No, damn it, he’s a professional. His butt is staying in this chair.
He makes it through the several takes of the dialogue just fine, starts sweating a little when he kissing begins. Stern’s kisses strike a balance between tender and passionate, perfectly in character, and Barclay would give his right arm to trade places with Bee. 
The action moves to the bed, Stern caressing his lover as they unbutton his shirt.
Okay, now he’d give his right arm and leg to be the one beneath him. 
He reminds himself this airs on TNT, not HBO, so it can’t get much more explicit.
Sterns whole body drips with soft dominance as he pins Bee to the bed, cooing that he’s never seen a finer sight.
Fine, his right arm, leg, and any non-vital organs, he’ll trade them all in a second to hear Stern say that to him, even if it’s only pretend. 
He doesn’t make it through the second take of the bed scene, hurries away as quietly as unobtrusively as he can. There’s no way he can make it to his motel like this, cock pressing so hard against his jeans he’s afraid he’ll end up with a zipper mark. And the bathrooms aren’t exactly private. He does have the key to Stern’s trailer, the actor having given it to him in case he needed somewhere air conditioned to rest from the heat.

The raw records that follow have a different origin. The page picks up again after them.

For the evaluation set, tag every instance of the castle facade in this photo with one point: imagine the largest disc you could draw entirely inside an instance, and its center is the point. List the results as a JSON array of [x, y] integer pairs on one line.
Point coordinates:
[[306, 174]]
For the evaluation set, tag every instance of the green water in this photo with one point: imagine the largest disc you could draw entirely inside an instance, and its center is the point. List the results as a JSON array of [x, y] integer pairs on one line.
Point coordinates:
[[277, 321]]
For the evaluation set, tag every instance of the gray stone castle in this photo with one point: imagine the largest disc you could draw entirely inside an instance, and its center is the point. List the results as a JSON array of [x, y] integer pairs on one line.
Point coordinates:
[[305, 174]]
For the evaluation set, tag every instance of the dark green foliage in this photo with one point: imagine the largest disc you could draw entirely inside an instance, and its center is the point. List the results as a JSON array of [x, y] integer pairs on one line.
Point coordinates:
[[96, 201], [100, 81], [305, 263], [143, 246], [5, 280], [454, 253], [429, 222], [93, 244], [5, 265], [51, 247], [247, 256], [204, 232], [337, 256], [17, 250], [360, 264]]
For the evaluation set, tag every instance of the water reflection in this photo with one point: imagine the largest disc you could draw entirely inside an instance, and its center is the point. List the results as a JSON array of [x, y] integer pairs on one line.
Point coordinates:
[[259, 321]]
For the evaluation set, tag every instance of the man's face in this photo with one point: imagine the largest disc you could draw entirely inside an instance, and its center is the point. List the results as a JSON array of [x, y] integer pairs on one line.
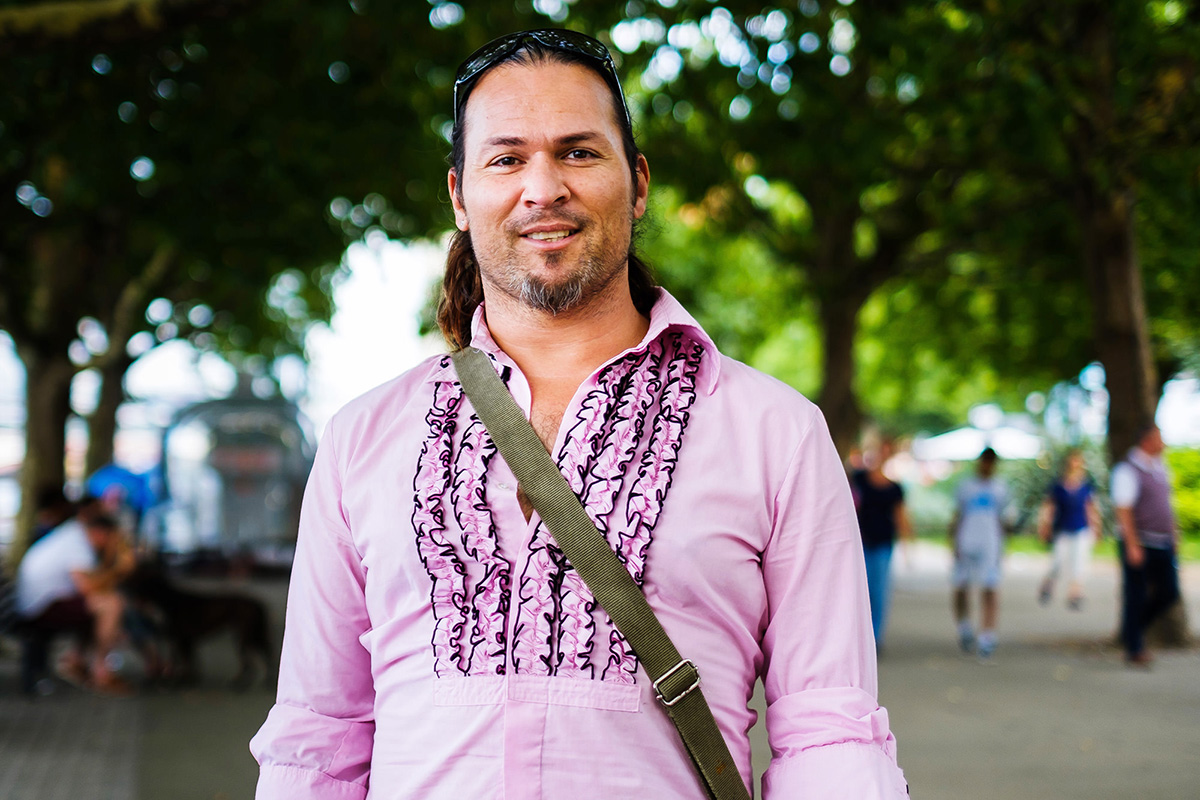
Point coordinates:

The trailer that is very nearby.
Does he dare?
The question hardly registers before he’s at the door, unlocking it and ducking inside before anyone sees. He leans against the counter with a groan, unzipping his pants and praying the pre-cum that immediately streaks his hand hasn’t made a noticeable spot in the denim. 
He fumbles around to find some tissues, not wanting to face the humiliation of Stern walking in to find him cleaning cum off of his cabinets (he does actually want that humiliation, and badly, but not without Stern’s consent).
The strokes are hard and fast, his eyes shut so tight he sees static as he imagines Stern behind him, saying how much he wants him, how needy he is, how he’ll take care of him. He grits his teeth, breath leaving him in faint hisses and stifled moans until the temptation to say Stern’s name overwhelms him. 
“Joe, Joe, fuck, Joe.”
“Yes, big guy?” A voice purrs in his ear as hands bracket him against the counter. 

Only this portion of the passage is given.